微卫星属共显性遗传,通过STR分型实验得到每一扩增片段的具体大小。使用Popgene(Version 1.3)软件GenAlex 6.4统计微卫星基因座的等位基因数(observed number of alleles,Na)、有效等位基因数(effective number of alleles,Ne)、观测杂合度(observed heterozygosity,Ho)、期望杂合度(expected heterozygosity,He)、遗传相似系数(genetic similarity index,I)、种群间遗传距离(genetic distance,Ds)、种群间近交系数(FST)、基因流(Nm)等遗传分化系数及卡方检验种群哈迪温伯格平衡[15-17]。参照Botstein等[18]的方法计算多态信息含量(polymorphism information content,PIC)。利用 Structure和Distruct软件对等位基因数据进行遗传结构推导分析,确定种群类聚数K值[13]等。用Excel整理制作相关图、表。
来自祁连山东段高寒草甸区4个采样点的163个高原鼢鼠DNA样品,在10个微卫星位点上进行基因分型,4个种群共获得164个等位基因(Na),有效等位基因(Ne)为83.6。MYT、MYL、MYR、XNG种群的平均有效等位基因分别为1.79,1.66,2.17,2.75,平均观测杂合度(Ho)分别为0.32,0.15,0.23,0.24,平均期望杂合度(He)分别为0.42,0.31,0.42,0.50,平均多态信息含量(PIC)分别为0.35,0.34,0.47,0.43。处于中等多态性水平(表1)。

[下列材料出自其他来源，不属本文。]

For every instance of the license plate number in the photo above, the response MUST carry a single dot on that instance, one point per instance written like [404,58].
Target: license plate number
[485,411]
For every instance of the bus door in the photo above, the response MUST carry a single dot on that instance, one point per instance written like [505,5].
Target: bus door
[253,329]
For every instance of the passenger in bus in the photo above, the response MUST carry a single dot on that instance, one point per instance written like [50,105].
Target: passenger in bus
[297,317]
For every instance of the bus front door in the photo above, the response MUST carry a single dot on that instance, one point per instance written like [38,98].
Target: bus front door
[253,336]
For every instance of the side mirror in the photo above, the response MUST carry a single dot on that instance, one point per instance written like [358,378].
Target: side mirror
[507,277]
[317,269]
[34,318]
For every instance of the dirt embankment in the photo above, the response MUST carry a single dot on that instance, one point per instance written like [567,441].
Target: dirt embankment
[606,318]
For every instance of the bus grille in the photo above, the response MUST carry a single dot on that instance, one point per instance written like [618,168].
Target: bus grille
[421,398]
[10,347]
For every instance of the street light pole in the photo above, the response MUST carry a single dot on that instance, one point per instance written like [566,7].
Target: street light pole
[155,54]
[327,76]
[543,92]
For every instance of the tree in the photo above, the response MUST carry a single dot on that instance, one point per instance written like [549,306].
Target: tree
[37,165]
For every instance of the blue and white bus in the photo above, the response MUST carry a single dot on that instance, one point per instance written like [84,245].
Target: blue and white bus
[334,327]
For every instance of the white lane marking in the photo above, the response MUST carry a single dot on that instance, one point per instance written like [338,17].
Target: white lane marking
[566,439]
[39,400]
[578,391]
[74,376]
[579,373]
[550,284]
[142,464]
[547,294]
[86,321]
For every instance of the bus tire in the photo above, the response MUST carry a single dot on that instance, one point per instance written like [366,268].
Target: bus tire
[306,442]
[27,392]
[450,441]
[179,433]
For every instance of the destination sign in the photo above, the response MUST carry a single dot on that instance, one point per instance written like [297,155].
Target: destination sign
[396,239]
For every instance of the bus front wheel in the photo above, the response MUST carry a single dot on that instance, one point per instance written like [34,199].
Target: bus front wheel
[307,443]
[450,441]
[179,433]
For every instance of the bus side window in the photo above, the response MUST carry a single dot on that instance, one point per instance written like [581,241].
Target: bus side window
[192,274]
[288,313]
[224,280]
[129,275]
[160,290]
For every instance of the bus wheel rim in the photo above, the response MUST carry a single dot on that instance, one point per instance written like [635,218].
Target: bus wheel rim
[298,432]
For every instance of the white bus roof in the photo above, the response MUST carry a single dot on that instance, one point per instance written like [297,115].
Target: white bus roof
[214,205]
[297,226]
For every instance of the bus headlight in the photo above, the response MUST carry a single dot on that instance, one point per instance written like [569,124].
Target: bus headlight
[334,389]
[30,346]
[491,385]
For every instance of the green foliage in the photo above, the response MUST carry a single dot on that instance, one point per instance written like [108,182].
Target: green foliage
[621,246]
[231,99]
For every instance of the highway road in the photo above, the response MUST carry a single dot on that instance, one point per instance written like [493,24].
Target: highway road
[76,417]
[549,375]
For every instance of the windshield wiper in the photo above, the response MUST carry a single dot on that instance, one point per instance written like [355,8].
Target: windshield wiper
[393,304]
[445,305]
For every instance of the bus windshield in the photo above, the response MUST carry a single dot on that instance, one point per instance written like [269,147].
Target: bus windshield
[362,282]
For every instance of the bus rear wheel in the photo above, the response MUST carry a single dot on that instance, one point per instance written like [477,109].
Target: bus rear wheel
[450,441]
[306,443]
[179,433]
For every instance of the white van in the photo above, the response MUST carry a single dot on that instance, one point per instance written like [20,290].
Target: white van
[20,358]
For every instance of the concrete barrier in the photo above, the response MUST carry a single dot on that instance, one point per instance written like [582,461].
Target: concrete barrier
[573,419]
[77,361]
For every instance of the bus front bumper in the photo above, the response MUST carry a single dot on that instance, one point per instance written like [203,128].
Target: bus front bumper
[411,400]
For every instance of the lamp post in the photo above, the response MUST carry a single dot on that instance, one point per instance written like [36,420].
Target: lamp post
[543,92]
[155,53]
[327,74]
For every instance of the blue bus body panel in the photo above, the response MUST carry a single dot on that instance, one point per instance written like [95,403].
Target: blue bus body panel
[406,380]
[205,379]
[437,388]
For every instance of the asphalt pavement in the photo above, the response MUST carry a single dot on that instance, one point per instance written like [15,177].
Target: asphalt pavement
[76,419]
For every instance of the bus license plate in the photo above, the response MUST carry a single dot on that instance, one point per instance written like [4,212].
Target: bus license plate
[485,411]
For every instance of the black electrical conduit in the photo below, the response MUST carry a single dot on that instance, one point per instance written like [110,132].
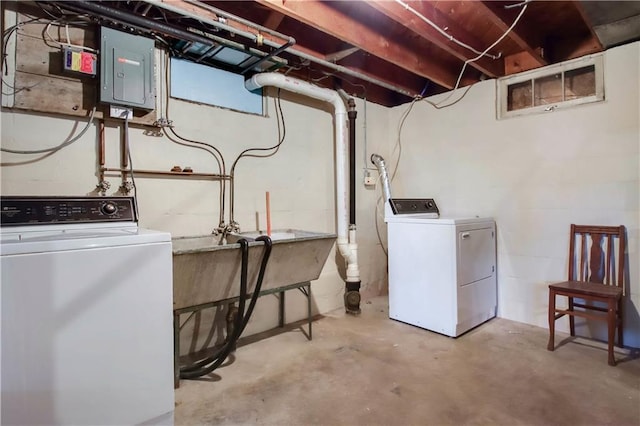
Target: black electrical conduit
[210,363]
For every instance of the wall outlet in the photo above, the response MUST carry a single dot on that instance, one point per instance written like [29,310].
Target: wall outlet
[369,180]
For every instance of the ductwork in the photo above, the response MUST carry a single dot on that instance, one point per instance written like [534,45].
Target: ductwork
[347,246]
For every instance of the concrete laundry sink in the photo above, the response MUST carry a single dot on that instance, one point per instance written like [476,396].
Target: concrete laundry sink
[204,271]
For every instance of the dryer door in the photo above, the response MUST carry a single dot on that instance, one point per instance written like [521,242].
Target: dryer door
[476,255]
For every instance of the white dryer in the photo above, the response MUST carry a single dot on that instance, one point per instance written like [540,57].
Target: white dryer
[442,271]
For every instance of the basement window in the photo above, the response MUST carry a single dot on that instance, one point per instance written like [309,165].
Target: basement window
[554,87]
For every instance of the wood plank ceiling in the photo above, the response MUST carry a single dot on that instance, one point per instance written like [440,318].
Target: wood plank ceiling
[388,51]
[392,41]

表1 高原鼢鼠4个地理种群在10个微卫星基因座的多样性指数Table 1 The genetic diversity indices of 10 microsatellite loci for four plateau zokor populations
Ne:有效等位基因数;He:期望杂合度;Ho:表观杂合度;PIC:多态信息含量; -:无效数值。
Ne: Number of effective alleles;He: Expected heterozygosity;Ho: Observed heterozygosity;PIC: Polymorphism information content; -: Behalf invalid value.

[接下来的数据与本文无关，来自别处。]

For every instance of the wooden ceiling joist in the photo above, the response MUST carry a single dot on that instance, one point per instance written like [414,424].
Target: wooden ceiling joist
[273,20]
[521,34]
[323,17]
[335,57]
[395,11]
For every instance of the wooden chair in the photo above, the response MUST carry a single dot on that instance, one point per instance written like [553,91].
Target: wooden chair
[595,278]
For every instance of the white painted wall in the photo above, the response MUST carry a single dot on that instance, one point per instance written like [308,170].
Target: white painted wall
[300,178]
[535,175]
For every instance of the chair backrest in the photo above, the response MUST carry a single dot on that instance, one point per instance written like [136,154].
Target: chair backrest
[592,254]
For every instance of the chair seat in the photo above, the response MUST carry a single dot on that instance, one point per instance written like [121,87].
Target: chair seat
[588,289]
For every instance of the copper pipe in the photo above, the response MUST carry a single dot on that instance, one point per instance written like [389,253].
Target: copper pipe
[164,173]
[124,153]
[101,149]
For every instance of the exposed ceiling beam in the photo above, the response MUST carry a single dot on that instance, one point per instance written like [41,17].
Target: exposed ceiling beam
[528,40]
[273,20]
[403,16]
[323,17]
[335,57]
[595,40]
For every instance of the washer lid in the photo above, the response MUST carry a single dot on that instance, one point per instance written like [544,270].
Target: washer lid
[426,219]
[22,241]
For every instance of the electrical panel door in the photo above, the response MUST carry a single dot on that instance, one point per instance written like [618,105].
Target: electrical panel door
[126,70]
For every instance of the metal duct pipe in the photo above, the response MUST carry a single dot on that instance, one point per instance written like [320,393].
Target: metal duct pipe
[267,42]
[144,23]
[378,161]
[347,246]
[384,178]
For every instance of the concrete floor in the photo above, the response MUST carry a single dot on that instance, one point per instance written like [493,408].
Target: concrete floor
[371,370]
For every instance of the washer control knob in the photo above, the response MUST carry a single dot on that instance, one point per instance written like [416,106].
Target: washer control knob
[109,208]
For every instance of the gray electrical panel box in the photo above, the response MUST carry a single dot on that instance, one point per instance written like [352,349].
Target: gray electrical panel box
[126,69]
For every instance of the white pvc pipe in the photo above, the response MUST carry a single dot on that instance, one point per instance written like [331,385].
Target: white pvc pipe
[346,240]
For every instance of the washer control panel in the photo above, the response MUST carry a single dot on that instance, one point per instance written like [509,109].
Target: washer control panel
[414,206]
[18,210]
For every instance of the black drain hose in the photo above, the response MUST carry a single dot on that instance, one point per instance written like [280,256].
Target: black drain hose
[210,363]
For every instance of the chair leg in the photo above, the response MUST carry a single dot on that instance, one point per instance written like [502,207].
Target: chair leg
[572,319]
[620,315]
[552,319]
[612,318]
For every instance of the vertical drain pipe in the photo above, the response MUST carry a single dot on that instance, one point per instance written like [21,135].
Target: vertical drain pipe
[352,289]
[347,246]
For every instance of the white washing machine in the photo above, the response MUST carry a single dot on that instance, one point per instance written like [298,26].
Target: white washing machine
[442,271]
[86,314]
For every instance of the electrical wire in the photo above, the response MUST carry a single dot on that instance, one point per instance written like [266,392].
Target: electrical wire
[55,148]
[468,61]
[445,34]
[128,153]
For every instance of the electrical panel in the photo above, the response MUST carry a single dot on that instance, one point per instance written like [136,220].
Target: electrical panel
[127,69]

基于最小Pearsonχ2估计的哈迪温伯格平衡(Hardy-Weinberg equilibrium)检验精确P值的无偏估测对各种群的多基因座检测(multi-locus test)发现,4个种群在10个位点上大多处于极显著不平衡状态(P<0.001)。MYT种群的位点ECTI16、ECTI48和ECTI49、MYL和MYR种群的位点ECTI48、XNG种群的位点ECTI8和ECTI21处于遗传平衡状态(P>0.05)。种群MYL的ECTI8 和ECTI22位点处的基因型单一(表2)。种群偏离哈迪温伯格平衡,表明高原鼢鼠种群间自由交流具有一定的局限性,或近亲交配现象严重。
表2 种群哈迪温伯格平衡检验(卡方检验 )Table 2 Hardy-Weinberg equilibrium testing (chi-square test) of plateau zokor populations
ns,无差异显著性(P>0.05), **差异极显著(P<0.01),***差异极显著(P<0.001), -,单型。

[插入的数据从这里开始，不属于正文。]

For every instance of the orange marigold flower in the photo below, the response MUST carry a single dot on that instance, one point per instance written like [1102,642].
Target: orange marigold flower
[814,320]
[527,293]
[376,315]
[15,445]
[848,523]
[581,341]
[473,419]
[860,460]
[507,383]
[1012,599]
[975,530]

ns mean no significant difference,P>0.05, ** mean very significant difference,P<0.01, *** mean extremely significant differences,P<0.001, -, monomorphic.
图2 用Structure推导的4个高原鼢鼠种群遗传结构(K=2, 3, 4, 5)Fig.2 Structure analysis of 4 plateau zokor populations (K=2, 3, 4, 5)
依据贝叶斯群聚方法[19],利用Structure和Distruct软件[20]对研究的4个鼢鼠种群10个微卫星座位等位基因数据进行遗传结构推导分析。结果如图2所示,分别为当遗传聚类种群数K=2, 3, 4, 5时的遗传结构图。根据K值对后验概率自然对数lnP(D)[21]所做的曲线图(图3)表明,在K=2时,lnP(D)的值最大,随后数值都较小。分析各种群的遗传结构可知,本研究中 4个高原鼢鼠种群被分为 2个分类簇,分别用红、绿两种颜色表示,如图2所示。即当K=2时,4个种群被分成2组:MYT种群为一组,MYL、MYR、XNG种群聚在一起为一组。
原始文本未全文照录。